咲かなかったから今年は書けることが何もなかったね。
書き続けます、なんて言ったものの毎日何かを綴るような変化は何もないんだ。
だから、また来年。
君の事を忘れた日は一日もないよ。
~ ~ ~
今年も蕾が生りました。まだ小さく、数は少ないけれど。
普通は3年目に咲くことが多いらしいけど、品種にもよるんだって。
この桜の品種、覚えてる?
僕は覚えてない。君が選んでくれたことだけはしっかり覚えてるんだけど。
それだけ覚えていても仕方がなかったね。
君がいなくなった直後、病院は少し大変だったようです。
マスコミやメディアが押し寄せたり、大学や病院周りを警察がうろついたりしてたみたい。
とはいえ、僕はその後、何もできなかったんだ。
学校を休んで、この部屋からずっと君を埋めた場所を見ていたから。
祖母や祖父は驚いたり、心配したりしていたけど、僕が神出鬼没に帰って来るのはいつものことだったし、疑われたりするようなことはしなかったと思う。

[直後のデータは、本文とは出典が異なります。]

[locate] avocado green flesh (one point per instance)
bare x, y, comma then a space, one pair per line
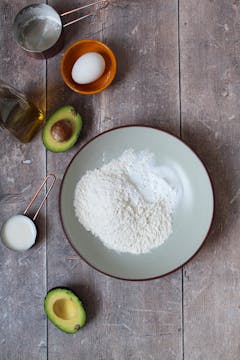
66, 113
65, 310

その後、1週間ぶりに大学に行った。警察が待ち伏せしていたりするんじゃないかって身構えたけど、そんなことは全くなかった。 拍子抜けしたぐらい。
でもそれは、君の遺書が見つかったからだった。
知らなかったよ。君がそんなものを投函してたなんて。
君が居た病室も覗いたけど、綺麗に片付けられて、もう別の人が入ってた。
驚いたよ。何故だかとてもね。
桜の枝の蕾は、日に日に増えています。
まだまだ咲く気配はありません。
暖かくなる気配もまだみたいだから、日記をつけるのが早すぎたのかもしれないなんて思うよ。
少しだけ間が空いてしまいました。
君の桜は蕾が膨らみ始めたよ。気候も少し暖かく感じられる日があります。
今年は咲いてくれるような気がします。
君が言ったように花びらは赤く染まっているのでしょうか。
もしも赤い花が咲いたら、僕は………
日記帳を開くと、目に入ったのは最後に綴ったページだった。
あの翌日、桜は一輪の花を咲かせていた。
そして、今日はさらに数日が経っている。
若い樹は今、その枝を薄紅色で染めながら風に吹かれている。
枝が揺れるたび、ひらひらと花弁が一片落ちていく。
心が剥がれ落ちるかのように。
明日の天気は雨らしい。
待ち望んだものは見られなかった。
今年はもう、見られそうもないだろう。
君との約束を守りたかった。
それが見られたなら、守れる決意がつく気がした。
だけど……
「僕にはできそうにないみたいだ」
許して欲しい。と懇願するにはどうすればいいのだろう。
ここに綴るだけで果たして足りるだろうか。
そんなことを考えながら、日記を閉じて樹の根元へと歩き出す。